The ontological status, epistemological, and educational implications of TLCS research also draw the future attention of educationalists, educational practitioners, and policymakers. There remain unresolved policy measures on how some state and non-state actors would alter their negative viewpoints toward shadow education systems, how policymakers make a good balance between daytime and shadow education, and how related international organizations would like to count the full household and community costs of daytime schooling and private tutoring (cf. Bray, 1996). More contextualized studies in shadow education using Foucault's (1984) and Deleuze and Guattari's (1972/1977, 1987/2003) frameworks should further be carried out in Asian contexts and other continents. Policy enactment on state and non-state actors in shadow education discourses should draw more attention through TLCS research bodies. For further constructive dialogues, the TLCS researchers should take the social responsibility to help those actors and other academics understand the complexity of dyadic relationships connecting daytime and shadow education through trans-studies in the postmodern era.
Footnotes
Funding
The authors received no financial support for the research, authorship, and/or publication of this article.

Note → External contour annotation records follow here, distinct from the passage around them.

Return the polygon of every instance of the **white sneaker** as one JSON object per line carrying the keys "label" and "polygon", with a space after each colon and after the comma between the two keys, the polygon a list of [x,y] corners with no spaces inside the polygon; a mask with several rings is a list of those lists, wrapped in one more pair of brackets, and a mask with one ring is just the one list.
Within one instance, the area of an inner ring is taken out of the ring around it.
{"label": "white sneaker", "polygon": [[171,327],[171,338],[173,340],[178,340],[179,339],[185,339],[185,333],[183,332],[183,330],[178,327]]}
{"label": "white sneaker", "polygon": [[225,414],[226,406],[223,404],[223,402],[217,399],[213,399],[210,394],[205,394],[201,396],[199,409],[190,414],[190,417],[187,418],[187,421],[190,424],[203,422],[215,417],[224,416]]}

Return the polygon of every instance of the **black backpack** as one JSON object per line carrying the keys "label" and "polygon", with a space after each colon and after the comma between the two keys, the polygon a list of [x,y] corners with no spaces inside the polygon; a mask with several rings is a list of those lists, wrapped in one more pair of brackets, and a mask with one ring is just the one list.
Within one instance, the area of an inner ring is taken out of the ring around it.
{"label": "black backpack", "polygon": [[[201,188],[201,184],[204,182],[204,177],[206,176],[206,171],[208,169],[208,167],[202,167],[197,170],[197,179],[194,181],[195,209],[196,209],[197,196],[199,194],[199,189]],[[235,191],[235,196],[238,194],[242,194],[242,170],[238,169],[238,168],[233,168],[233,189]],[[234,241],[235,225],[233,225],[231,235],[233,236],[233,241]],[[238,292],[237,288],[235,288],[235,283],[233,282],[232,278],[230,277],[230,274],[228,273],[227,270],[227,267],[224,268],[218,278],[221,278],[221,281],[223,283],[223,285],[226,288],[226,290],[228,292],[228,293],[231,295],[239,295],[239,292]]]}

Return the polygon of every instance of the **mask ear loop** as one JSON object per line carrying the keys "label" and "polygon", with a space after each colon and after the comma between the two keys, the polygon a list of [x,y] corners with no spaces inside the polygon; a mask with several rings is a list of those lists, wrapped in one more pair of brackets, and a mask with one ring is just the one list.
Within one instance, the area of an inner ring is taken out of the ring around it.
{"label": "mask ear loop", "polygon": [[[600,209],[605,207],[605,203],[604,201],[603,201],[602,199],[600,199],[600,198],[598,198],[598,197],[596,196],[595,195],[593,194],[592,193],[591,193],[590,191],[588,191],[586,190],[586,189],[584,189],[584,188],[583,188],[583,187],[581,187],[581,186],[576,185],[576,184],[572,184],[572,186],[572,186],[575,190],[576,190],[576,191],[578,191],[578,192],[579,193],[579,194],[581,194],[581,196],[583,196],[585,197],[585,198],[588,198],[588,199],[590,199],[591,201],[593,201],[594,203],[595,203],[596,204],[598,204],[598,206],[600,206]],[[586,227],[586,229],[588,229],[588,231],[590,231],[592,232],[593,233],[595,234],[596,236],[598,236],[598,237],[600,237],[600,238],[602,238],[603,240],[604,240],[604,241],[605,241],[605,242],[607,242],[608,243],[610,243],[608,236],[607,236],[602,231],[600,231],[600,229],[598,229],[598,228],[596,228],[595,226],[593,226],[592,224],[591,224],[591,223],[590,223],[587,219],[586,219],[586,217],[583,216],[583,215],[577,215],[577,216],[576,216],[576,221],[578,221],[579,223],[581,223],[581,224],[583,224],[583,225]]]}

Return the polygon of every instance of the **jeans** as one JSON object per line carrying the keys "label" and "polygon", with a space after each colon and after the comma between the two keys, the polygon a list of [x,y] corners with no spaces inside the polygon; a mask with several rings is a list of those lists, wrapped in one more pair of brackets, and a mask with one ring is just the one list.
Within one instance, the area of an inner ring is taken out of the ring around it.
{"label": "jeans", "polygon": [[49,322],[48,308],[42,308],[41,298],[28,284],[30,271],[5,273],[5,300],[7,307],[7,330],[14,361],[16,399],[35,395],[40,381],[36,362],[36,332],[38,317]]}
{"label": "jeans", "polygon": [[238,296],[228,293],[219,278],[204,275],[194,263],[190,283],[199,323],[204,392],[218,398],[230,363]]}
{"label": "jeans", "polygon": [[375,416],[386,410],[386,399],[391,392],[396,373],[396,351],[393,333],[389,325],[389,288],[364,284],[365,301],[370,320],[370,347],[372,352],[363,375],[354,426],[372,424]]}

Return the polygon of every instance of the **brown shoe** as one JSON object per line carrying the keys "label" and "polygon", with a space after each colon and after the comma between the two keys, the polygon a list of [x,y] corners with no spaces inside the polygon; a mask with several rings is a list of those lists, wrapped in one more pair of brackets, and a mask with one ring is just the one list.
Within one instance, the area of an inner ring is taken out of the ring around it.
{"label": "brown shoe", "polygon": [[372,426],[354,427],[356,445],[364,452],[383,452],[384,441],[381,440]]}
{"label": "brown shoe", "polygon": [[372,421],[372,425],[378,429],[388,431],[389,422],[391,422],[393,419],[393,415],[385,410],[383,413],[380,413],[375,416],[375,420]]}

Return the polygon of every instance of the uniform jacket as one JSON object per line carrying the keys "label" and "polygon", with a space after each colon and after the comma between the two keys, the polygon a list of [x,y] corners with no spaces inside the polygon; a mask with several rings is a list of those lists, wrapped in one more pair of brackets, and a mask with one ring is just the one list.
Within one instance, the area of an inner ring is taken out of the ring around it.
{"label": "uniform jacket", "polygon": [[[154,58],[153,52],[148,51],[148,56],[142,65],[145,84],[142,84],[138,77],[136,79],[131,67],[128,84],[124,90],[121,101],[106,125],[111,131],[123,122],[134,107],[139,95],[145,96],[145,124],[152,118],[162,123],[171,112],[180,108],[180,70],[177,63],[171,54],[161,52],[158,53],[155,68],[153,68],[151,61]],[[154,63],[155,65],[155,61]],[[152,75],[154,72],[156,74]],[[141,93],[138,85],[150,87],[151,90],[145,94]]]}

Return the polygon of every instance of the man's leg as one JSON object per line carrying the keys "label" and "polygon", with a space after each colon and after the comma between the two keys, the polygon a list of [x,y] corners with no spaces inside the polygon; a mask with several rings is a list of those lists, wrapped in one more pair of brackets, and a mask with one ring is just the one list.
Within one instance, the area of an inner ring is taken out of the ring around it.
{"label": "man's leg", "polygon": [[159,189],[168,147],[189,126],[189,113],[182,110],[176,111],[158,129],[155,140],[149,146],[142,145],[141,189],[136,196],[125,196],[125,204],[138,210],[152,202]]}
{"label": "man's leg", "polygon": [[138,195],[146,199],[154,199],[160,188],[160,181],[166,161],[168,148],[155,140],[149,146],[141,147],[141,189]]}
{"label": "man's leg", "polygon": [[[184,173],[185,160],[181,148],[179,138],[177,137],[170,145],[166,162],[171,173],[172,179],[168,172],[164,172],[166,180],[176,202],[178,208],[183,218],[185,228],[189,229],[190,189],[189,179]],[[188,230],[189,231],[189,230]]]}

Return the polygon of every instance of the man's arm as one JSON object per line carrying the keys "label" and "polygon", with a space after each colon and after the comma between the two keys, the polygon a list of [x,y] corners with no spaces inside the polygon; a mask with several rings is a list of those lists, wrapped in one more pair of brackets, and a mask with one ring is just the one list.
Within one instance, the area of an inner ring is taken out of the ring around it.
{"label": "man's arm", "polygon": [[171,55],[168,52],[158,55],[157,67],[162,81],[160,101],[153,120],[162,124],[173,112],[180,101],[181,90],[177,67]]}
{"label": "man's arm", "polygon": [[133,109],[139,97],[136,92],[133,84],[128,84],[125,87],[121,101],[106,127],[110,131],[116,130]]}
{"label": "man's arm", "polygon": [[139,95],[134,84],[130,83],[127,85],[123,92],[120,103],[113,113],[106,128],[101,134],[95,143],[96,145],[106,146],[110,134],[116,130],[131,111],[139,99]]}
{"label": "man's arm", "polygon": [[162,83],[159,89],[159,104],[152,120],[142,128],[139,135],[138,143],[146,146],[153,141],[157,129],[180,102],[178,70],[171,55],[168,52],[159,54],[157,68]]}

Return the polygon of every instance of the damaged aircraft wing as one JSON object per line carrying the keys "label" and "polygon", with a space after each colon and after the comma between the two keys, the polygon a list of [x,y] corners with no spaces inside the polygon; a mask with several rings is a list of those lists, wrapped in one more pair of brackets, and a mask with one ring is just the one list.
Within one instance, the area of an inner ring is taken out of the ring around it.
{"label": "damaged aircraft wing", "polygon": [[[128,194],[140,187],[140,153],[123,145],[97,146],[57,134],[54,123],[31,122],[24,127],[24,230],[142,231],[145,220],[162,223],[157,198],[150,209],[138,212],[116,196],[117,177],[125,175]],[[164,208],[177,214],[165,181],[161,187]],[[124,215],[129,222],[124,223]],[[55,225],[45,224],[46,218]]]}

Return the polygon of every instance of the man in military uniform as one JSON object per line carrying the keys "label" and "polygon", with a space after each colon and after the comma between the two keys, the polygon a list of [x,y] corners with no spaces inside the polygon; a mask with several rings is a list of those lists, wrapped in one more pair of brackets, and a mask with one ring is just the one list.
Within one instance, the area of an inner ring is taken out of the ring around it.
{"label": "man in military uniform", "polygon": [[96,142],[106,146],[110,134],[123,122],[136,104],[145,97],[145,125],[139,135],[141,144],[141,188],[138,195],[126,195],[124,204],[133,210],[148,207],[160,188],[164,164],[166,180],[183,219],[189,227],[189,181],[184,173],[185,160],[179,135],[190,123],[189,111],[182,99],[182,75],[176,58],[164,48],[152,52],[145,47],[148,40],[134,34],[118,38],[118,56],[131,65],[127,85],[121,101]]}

Declaration of Conflicting Interests
The authors declared no potential conflicts of interest with respect to the research, authorship, and/or publication of this article.
Ethical Consideration Statement
Rafsan and I had passed the ethical procedures at our working universities. All the involved stakeholders and informants' personal data and privacy information were not disclosed. During data collection process, they were informed of the ethical procedures and statements.